When we are made aware of misuse we will take into account all evidence available to us to reach a fair decision depending on the type and level of misuse. The consequence will be based on the severity of the situation and may include:

• Where the risk or harm is reasonably considered by Yoti as sufficiently serious, immediate account suspension.
• Temporary or Permanent account termination depending on the severity of the harm and whether it is rectifiable.
• Legal action for significant breaches.
• Reporting to relevant authorities by us or as a recommendation to a user who states they are a victim of the action. 

To the extent possible, a tiered enforcement

Users may submit a written appeal to contest enforcement actions within 30 days of becoming aware of the enforcement action, which will be reviewed by our Complaints team. To be a valid appeal, we require from the user raising the appeal an email to complaints@yoti.com including the below:

• A full legal name.
• an email or postal address that enables Yoti to contact the user. 
• Details of the nature of the appeal and reasons why the enforcement action is inappropriate.
• a statement confirming that the information and allegations contained in the appeal are full and accurate. 
• A signature or other method of evidencing the appeal is coming from the named legal person or their appointed representative.

If you feel that you cannot provide any of the above for any accessibility reasons, such as physical impairment or language barriers, please contact help@yoti.com for guidance.

The appeal will be reviewed in accordance with our Complaints Process.
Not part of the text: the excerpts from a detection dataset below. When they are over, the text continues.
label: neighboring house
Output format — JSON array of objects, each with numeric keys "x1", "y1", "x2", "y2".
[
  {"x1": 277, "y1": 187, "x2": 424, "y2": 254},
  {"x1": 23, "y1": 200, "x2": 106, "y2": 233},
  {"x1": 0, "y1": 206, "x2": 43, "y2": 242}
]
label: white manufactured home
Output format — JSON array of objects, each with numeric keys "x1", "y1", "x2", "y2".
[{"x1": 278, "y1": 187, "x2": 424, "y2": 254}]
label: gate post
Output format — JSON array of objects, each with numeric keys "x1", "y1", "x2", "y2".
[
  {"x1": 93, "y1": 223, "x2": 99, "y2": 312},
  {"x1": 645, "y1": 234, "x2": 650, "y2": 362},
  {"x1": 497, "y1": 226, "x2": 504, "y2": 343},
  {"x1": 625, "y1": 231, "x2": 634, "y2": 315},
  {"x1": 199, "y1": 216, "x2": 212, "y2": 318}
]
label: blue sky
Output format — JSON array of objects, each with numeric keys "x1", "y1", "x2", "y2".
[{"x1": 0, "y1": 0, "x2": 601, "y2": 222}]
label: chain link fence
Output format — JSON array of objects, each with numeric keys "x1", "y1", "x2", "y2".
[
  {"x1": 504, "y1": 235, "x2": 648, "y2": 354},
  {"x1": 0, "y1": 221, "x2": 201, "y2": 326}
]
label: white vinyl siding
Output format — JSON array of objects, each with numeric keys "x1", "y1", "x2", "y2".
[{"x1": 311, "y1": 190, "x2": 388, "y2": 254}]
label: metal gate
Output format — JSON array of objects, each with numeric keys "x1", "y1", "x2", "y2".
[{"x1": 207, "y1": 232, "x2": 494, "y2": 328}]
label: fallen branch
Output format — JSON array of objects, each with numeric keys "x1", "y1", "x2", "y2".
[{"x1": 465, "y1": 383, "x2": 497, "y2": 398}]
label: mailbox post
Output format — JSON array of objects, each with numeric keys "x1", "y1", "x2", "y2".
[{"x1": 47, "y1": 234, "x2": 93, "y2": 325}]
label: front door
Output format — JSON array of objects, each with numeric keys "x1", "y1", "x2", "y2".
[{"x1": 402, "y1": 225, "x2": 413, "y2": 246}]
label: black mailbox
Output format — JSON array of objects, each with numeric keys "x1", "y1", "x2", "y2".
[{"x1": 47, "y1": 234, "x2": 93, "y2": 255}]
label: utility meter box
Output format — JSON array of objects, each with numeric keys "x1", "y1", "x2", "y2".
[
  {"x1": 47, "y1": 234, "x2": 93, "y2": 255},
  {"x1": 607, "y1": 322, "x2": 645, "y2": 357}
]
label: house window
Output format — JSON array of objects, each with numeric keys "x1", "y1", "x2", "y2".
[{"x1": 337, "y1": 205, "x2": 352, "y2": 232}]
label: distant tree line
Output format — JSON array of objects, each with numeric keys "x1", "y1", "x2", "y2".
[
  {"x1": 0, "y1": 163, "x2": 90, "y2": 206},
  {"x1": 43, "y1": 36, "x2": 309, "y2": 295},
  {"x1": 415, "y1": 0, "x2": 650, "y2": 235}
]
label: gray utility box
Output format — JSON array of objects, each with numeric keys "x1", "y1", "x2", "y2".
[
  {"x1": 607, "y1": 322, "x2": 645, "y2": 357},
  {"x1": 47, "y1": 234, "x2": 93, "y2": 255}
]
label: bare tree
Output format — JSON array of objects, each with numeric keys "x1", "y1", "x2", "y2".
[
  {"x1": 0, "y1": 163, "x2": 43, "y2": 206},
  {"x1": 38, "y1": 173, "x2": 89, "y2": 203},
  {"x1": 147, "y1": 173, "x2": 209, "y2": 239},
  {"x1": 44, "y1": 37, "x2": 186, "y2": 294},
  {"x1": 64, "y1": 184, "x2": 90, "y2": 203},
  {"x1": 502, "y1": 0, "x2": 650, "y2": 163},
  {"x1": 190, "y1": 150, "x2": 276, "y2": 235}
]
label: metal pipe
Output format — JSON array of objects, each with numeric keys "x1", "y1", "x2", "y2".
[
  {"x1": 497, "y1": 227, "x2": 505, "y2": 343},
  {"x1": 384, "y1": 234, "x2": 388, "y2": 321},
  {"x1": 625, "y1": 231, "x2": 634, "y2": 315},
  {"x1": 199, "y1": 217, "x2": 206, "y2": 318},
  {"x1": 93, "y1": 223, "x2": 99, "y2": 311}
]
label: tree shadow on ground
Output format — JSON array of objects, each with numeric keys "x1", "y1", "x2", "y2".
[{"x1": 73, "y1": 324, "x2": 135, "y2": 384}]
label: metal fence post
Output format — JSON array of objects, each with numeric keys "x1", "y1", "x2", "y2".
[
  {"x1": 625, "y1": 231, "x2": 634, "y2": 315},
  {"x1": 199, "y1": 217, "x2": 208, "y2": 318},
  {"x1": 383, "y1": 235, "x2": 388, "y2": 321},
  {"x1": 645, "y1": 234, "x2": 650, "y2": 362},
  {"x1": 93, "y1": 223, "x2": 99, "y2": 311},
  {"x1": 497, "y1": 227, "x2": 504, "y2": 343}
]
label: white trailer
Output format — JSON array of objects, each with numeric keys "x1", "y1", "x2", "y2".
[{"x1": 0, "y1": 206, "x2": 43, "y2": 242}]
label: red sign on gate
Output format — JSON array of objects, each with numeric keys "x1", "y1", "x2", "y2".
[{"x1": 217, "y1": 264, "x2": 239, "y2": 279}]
Where a user disagrees with the decision of the complaints team, unless restricted from doing so by applicable laws or regulations, the first form of resolution between users and Yoti is through an out of court arbitration scheme based in London, UK (or such alternative location as may be mandated  under an applicable law).

Investigations and actions relating to misuse shall be dealt with without undue delay and we will endeavour to provide a timeline of action depending on the circumstances. These timelines normally be adhered to unless justifiable difficulties determine otherwise and are communicated.

Yoti records the number of accounts that have been suspended and reports those numbers to its Guardians Council and to its senior management team twice yearly through its Global Operations Manager. Where there are specific circumstances around a suspension that the Global Operations Manager believes  requires input from one or both of these bodies, that will be raised during these reviews.

We may choose to undertake an internal review of any suspended account based on receiving evidence of innocence from a user or third party outside of the appeal process. This and any action, is solely at Yoti’s discretion.

When enforcing this policy, we process personal data in accordance with our Privacy Notice and applicable data protection laws. Our lawful bases include:legal obligation and legitimate interests. Suspended users retain all data subject rights including the right to access data about their suspension, request correction of inaccurate information, and object to processing. Contact privacy@yoti.com to exercise your rights.

Yoti reserves the right to interpret and enforce this policy at its reasonable discretion exercised proportionately and in good faith, taking into account the severity of any breach, the user’s history, and all relevant circumstances, with final decisions resting with our General Counsel.